You are viewing a plain text version of this content. The canonical link for it is here.
Posted to issues@hbase.apache.org by "Andrew Purtell (JIRA)" <ji...@apache.org> on 2012/12/02 03:01:59 UTC

[jira] [Comment Edited] (HBASE-7212) Globally Barriered Procedure mechanism

    [ https://issues.apache.org/jira/browse/HBASE-7212?page=com.atlassian.jira.plugin.system.issuetabpanels:comment-tabpanel&focusedCommentId=13508128#comment-13508128 ] 

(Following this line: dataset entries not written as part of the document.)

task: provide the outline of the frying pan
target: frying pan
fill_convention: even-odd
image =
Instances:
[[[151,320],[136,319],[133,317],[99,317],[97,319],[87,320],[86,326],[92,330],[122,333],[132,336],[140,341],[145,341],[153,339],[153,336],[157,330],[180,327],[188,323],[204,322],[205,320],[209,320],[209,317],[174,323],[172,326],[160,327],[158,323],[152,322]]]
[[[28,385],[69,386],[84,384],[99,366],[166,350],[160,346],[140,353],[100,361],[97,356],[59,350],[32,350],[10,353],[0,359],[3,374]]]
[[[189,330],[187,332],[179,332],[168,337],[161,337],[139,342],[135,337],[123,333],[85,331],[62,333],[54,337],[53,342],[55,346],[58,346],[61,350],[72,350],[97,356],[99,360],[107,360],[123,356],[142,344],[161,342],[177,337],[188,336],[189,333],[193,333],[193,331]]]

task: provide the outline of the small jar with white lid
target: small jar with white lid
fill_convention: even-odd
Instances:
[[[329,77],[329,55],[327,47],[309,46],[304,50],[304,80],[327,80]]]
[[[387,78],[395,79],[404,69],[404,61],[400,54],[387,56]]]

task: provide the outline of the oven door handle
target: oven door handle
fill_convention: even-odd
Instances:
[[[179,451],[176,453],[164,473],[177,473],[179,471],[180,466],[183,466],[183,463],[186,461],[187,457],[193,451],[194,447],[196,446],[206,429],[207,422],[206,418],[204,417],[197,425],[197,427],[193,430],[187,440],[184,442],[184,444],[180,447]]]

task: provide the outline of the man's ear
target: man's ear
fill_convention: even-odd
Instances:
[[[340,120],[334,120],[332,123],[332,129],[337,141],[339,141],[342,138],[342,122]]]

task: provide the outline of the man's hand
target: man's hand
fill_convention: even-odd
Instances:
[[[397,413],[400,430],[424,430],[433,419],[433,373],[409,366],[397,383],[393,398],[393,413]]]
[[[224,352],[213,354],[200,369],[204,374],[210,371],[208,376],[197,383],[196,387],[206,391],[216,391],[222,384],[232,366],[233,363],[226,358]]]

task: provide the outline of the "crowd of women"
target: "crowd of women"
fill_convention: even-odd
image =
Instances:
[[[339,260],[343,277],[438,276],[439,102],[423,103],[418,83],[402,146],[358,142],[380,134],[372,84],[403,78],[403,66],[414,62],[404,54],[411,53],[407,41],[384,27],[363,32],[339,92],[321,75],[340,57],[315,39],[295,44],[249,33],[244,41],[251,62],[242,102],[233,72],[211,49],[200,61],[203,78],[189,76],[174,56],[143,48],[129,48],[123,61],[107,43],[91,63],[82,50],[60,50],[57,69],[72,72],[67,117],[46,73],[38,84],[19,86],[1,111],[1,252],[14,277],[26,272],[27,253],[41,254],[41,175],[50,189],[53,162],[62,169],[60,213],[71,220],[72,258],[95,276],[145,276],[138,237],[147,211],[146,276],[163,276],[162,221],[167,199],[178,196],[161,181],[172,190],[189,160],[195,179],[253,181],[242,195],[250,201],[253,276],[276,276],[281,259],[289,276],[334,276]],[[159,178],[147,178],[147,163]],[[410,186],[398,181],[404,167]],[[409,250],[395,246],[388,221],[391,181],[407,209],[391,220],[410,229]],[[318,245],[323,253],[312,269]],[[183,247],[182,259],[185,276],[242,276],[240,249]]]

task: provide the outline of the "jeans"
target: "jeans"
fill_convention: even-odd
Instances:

Andrew Purtell edited comment on HBASE-7212 at 12/2/12 2:00 AM:
----------------------------------------------------------------

bq. The main questions I had when I was initially understanding the previous implementation was "Is this 2pc?" and "Do we need 2pc?". The answers are: what we have implemented here has two phases but is not true two-phase commit. 2pc, as defined in the literature (http://www.cs.berkeley.edu/~brewer/cs262/Aries.pdf), requires that once the coordinator says something is committed, any failures at a member or coordinator must be recover by failing forward and completing it. The key point here is that while we will need a global barrier for one of the snapshot flavors (global), it don't need full 2PC because 1) the we don't need to undo work (like a log roll or flush) if some sub part of the first phase (our acquire/2pc's prepare) fails, and because 2) we don't need to recover failing forward if anything fails in the second phase (our release/2pc's commit). In the latter case we just fail and delete .snapshot/.tmp reminants in the fs, and carry on with extra flushed/rolled hlogs.

+1 

This makes a good case. I like the "keep it as simple as possible and only do as much as we actually need to" approach.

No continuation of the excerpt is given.